2 Observational Drawing
Drawing from life, visual referencing, expanding beyond reality, concepts grounded in real world scenarios, proving fantastical ideas.
3 Concept Incubation
Idea generation, photo collage, sketching, concept development, mood-boarding, thumbnailing, iteration, variation.
4 Defining the Domain of Practice
Explore key figures and current trends; historical grounding for genre, cliché, archetype and representation. Evaluating examples of entertainment design for creature, character, vehicle, industrial, product, environment, graphic design
5 Concept Development
Design drawing, digital painting, 3D layout and sculpting for 2D design, digitising real world sources.
6 Workflows, Process and Pipeline
Identify and assess design problems, identifying creative software solutions, employ an effective design pipeline framework.
7 Artefact creation
Layout design considerations of concept images for effective presentation of completed work for print, pitching, clients, presentation, etc.
Teaching and Learning Work Loads
Teaching and Learning Method | Hours |
Lecture | 10 |
Tutorial/Seminar | 0 |
Practical Activity | 26 |
Assessment | 80 |
Independent | 84 |
Total | 200 |
Guidance notes
SCQF Level - The Scottish Credit and Qualifications Framework provides an indication of the complexity of award qualifications and associated learning and operates on an ascending numeric scale from Levels 1-12 with SCQF Level 10 equating to a Scottish undergraduate Honours degree.
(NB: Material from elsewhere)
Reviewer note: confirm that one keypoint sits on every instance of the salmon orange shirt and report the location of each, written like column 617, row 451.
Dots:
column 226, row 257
Credit Value – The total value of SCQF credits for the module. 20 credits are the equivalent of 10 ECTS credits. A full-time student should normally register for 60 SCQF credits per semester.
Disclaimer
We make every effort to ensure that the information on our website is accurate but it is possible that some changes may occur prior to the academic year of entry. The modules listed in this catalogue are offered subject to availability during academic year 2021/22 , and may be subject to change for future years.